Re: Index files autocompletion too slow in big repositories (w / suggestion for improvement)

2017-04-17 Thread Johannes Sixt

Am 17.04.2017 um 06:05 schrieb Junio C Hamano:

Johannes Sixt  writes:

This is about command line completion. We go a long way to avoid
forking processes there. What is 10x faster on Linux despite of
forking a process may not be so on Windows.


Doesn't this depend on how many paths there are?  If there are only
a few paths, the loop in shell would beat a pipe into sed even on
Linux, I suspect, and if there are tons of paths, at some number,
loop in shell would become slower than a single spawning of sed on
platforms with slower fork, no?


Absolutely. I just want to make sure a suggested change takes into 
account the situation on Windows, not only the "YE!" and "VERY 
WELL!" votes of Linux users ;)


-- Hannes



Re: Index files autocompletion too slow in big repositories (w / suggestion for improvement)

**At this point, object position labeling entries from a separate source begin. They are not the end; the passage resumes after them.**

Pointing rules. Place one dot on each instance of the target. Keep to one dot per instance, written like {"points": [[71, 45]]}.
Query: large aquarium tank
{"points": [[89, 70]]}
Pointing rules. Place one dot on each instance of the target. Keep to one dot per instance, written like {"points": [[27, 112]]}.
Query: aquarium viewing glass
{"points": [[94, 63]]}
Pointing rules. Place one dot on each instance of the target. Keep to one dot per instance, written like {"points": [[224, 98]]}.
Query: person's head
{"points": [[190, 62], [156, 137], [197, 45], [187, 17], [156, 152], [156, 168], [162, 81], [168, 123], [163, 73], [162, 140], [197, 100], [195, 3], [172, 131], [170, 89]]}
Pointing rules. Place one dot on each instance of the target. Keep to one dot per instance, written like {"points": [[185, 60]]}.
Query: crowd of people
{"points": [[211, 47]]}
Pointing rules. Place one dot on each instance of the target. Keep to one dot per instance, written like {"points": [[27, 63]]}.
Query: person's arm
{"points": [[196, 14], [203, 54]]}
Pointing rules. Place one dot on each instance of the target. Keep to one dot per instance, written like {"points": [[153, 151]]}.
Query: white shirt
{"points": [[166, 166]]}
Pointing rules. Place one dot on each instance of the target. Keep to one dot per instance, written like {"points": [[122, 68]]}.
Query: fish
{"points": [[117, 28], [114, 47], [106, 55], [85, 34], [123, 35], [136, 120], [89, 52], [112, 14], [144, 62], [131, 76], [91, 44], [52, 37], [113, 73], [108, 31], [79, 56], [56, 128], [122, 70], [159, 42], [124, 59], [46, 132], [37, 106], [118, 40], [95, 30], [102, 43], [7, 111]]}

2017-04-16 Thread Junio C Hamano
Johannes Sixt  writes:

> Cc Gábor.
>
> Am 15.04.2017 um 00:33 schrieb Ævar Arnfjörð Bjarmason:
>> On Sat, Apr 15, 2017 at 12:08 AM, Carlos Pita  
>> wrote:
>>> This is much faster (below 0.1s):
>>>
>>> __git_index_files ()
>>> {
>>> local dir="$(__gitdir)" root="${2-.}" file;
>>> if [ -d "$dir" ]; then
>>> __git_ls_files_helper "$root" "$1" | \
>>> sed -r 's@/.*@@' | uniq | sort | uniq
>>> fi
>>> }
>>>
>>> time __git_index_files
>>>
>>> real0m0.075s
>>> user0m0.083s
>>> sys0m0.010s
>>>
>>> Most of the improvement is due to the simpler, non-grouping, regex.
>>> Since I expect most of the common prefixes to arrive consecutively,
>>> running uniq before sort also improves things a bit. I'm not removing
>>> leading double quotes anymore (this isn't being done by the current
>>> version, anyway) but this doesn't seem to hurt.
>>>
>>> Despite the dependence on sed this is ten times faster than the
>>> original, maybe an option to enable fast index completion or something
>>> like that might be desirable.
>>
>> It's fine to depend on sed, these shell-scripts are POSIX compatible,
>> and so is sed, we use sed in a lot of the built-in shellscripts.
>
> This is about command line completion. We go a long way to avoid
> forking processes there. What is 10x faster on Linux despite of
> forking a process may not be so on Windows.

Doesn't this depend on how many paths there are?  If there are only
a few paths, the loop in shell would beat a pipe into sed even on
Linux, I suspect, and if there are tons of paths, at some number,
loop in shell would become slower than a single spawning of sed on
platforms with slower fork, no?


Re: Index files autocompletion too slow in big repositories (w / suggestion for improvement)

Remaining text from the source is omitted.